Step 1: Create minimal.onnx
import onnx
from onnx import helper, TensorProto
node = helper.make_node("Identity", ["input"], ["output"])
graph = helper.make_graph(
[node],
"MinimalGraph",
[helper.make_tensor_value_info("input", TensorProto.FLOAT, [1])],
[helper.make_tensor_value_info("output", TensorProto.FLOAT, [1])]
)
model = helper.make_model(graph)
onnx.save(model, "minimal.onnx")
Step 2: Load with CUDA
import onnxruntime as ort
session = ort.InferenceSession("minimal.onnx", providers=["CUDAExecutionProvider"])
print(session.get_providers())
If this crashes or falls back to CPU, your GPU backend isn’t functional.
Why We Upgraded cuDNN Instead of Downgrading ONNXRuntime
At first, we thought of downgrading ONNXRuntime to 1.18 to match cuDNN 8.
But ONNXRuntime 1.18 unexpectedly threw cuBLASLt version errors, since it expected an older version than what was bundled with CUDA 12.4.
Fixing that would require downgrading the entire CUDA toolkit, which is invasive and risky for a stable dev environment.
So instead, we upgraded to cuDNN 9.10.2, which is compatible with ONNXRuntime 1.20.1 and our current CUDA 12.4 stack.
This was cleaner, safer, and future-proof (especially for TensorRT 9 compatibility).
Installing cuDNN 9 via .deb
(APT Local Repository)
We followed NVIDIA's local repo install method:
Step 1: Download the cuDNN 9.10.2 .deb
file
From NVIDIA cuDNN archive
Step 2: Add the local repo
sudo dpkg -i cudnn-local-repo-ubuntu2004-9.10.2_1.0-1_amd64.deb
sudo cp /var/cudnn-local-repo-ubuntu2004-9.10.2/*.gpg /usr/share/keyrings/
sudo apt-key add /usr/share/keyrings/cudnn-*-keyring.gpg
sudo apt update
Step 3: Install cuDNN 9
sudo apt install -y \
libcudnn9-cuda-12=9.10.2.21-1 \
libcudnn9-dev-cuda-12=9.10.2.21-1 \
libcudnn9-headers-cuda-12=9.10.2.21-1
⚠️ Warning: This will uninstall
libcudnn8-dev
. cuDNN 8 and 9 dev headers cannot coexist.
Can cuDNN 8 and 9 Coexist?
Component | Coexistence Allowed? |
---|---|
Runtime libraries (.so ) |
✅ Yes |
Development headers | ❌ No |
If you need both for development (e.g., TensorRT 8 and ONNXRuntime), isolate with Docker containers.

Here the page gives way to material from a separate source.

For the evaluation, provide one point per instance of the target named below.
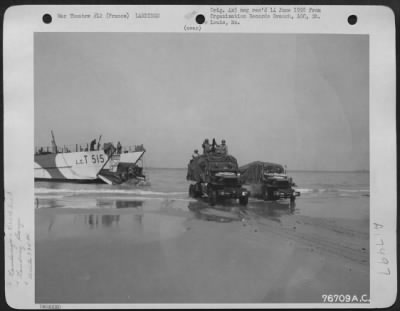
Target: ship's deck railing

Register cuDNN 9 with the System
Make sure dynamic linker recognizes the new libs:
sudo ldconfig
ldconfig -p | grep libcudnn.so.9
If not found:
echo "/usr/lib/x86_64-linux-gnu" | sudo tee /etc/ld.so.conf.d/cudnn9.conf
sudo ldconfig
Summary of What We Learned
Action | Why It Matters |
---|---|
Built minimal ONNX test | Validates runtime GPU inference, not just detection |
Verified cuDNN compatibility | Crucial for ONNXRuntime >= 1.19 |
Avoided ORT downgrade | Prevented cuBLASLt and CUDA version conflicts |
Upgraded cuDNN to 9.10.2 | Resolved runtime failures, future-proofed stack |
Used .deb + ldconfig method |
Clean install and reliable shared object loading |
Final Advice
✅ Don’t stop at
get_available_providers()
.
🧪 Always run an actual inference on GPU to validate your setup.
This approach saved us time and frustration—and made our DeskPai deployment stable across environments.